Exploration in frontier basins is challenging; subtle targets, large seismic datasets, sparse well penetrations, and many unknowns. There is an obvious requirement for interpretations to be robust, but also delivered on a commercial timeframe.

In order to make robust and informed interpretations of seismic amplitudes, we need to understand the geological controls on the elastic properties of each seismically distinct rock type that may be present within the basin; we also need to understand if some rocks can’t be imaged. The geological properties that we are interested in, and those that control elastic properties, include the rock mineralogy, porosity, fluid saturation, depth of burial, and compaction state, as well as pore pressure and stress. To make this connection we need to turn to rock physics.

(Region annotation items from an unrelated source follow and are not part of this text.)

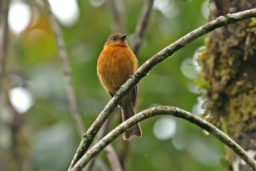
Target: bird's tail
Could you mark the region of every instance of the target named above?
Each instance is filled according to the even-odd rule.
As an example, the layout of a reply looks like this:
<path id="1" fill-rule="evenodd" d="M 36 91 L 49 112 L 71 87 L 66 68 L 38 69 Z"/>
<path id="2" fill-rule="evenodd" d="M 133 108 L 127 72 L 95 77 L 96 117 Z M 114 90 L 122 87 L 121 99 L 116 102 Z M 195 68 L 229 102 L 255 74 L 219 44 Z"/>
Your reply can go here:
<path id="1" fill-rule="evenodd" d="M 129 107 L 127 105 L 123 105 L 121 108 L 121 110 L 123 122 L 135 114 L 133 108 Z M 137 124 L 132 128 L 124 133 L 123 138 L 125 140 L 130 140 L 135 136 L 141 137 L 141 130 L 140 129 L 139 124 Z"/>
<path id="2" fill-rule="evenodd" d="M 136 110 L 137 108 L 137 104 L 136 101 L 136 97 L 134 97 L 134 96 L 136 96 L 136 88 L 134 88 L 130 93 L 129 93 L 123 98 L 120 104 L 123 122 L 136 114 Z M 136 94 L 134 94 L 135 93 L 133 93 L 132 91 L 135 91 Z M 134 100 L 134 98 L 135 101 Z M 140 129 L 139 124 L 137 124 L 131 130 L 124 132 L 123 138 L 125 140 L 129 140 L 135 136 L 141 137 L 141 130 Z"/>

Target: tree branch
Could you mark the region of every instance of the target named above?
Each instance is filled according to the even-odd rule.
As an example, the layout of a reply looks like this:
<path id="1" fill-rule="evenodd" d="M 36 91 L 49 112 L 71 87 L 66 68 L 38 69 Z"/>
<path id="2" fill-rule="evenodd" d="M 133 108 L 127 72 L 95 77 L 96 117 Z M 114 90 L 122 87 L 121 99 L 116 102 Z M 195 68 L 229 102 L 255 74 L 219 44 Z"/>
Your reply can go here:
<path id="1" fill-rule="evenodd" d="M 61 60 L 62 68 L 63 71 L 64 80 L 65 83 L 66 93 L 68 101 L 69 110 L 74 120 L 76 122 L 77 129 L 81 136 L 84 134 L 85 129 L 82 123 L 82 119 L 78 112 L 77 103 L 75 91 L 74 90 L 71 69 L 68 60 L 68 53 L 64 44 L 64 40 L 62 36 L 61 29 L 54 15 L 51 10 L 50 4 L 48 0 L 44 1 L 45 6 L 48 11 L 50 18 L 50 22 L 54 34 L 55 39 L 59 52 L 60 59 Z"/>
<path id="2" fill-rule="evenodd" d="M 52 30 L 54 33 L 55 39 L 58 48 L 58 52 L 61 60 L 62 68 L 63 71 L 63 77 L 65 82 L 65 89 L 67 95 L 68 100 L 69 108 L 70 114 L 72 114 L 74 120 L 76 122 L 77 129 L 81 136 L 83 135 L 85 131 L 85 128 L 82 123 L 82 119 L 80 114 L 78 112 L 77 103 L 76 101 L 76 94 L 74 87 L 72 82 L 72 74 L 71 69 L 70 66 L 70 63 L 68 61 L 68 56 L 64 44 L 64 40 L 62 36 L 61 29 L 58 24 L 54 15 L 51 10 L 50 4 L 48 0 L 44 1 L 45 5 L 47 10 L 48 11 L 49 16 L 50 17 L 50 21 L 52 27 Z M 111 148 L 112 147 L 112 148 Z M 113 147 L 110 147 L 111 149 L 113 149 Z M 113 153 L 113 151 L 111 151 L 111 154 L 108 152 L 108 155 L 113 155 L 115 156 L 116 153 Z M 115 157 L 113 157 L 115 158 Z M 113 160 L 109 161 L 111 162 Z"/>
<path id="3" fill-rule="evenodd" d="M 150 17 L 151 11 L 153 8 L 154 0 L 147 0 L 144 3 L 140 22 L 138 23 L 135 31 L 134 38 L 132 46 L 132 50 L 136 56 L 139 52 L 143 39 L 144 33 Z"/>
<path id="4" fill-rule="evenodd" d="M 10 1 L 0 1 L 0 88 L 5 73 L 5 65 L 7 57 L 9 29 L 8 16 Z"/>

In order to establish links between the geological properties of interest and the seismic responses observed away from well control, we often turn to well data. In frontier basins, well control is often limited, and as a consequence, understanding the geological signal behind the seismic observations can be difficult.

In this paper, discussion of the key considerations that should be made when developing a predictive rock physics framework is provided. This is illustrated by reference to an example from the Canadian Atlantic margin (see Huntbatch, et al 2016). Detailed information on this regional study can be found on the Nalcor Energy website (https://nalcorenergy.com).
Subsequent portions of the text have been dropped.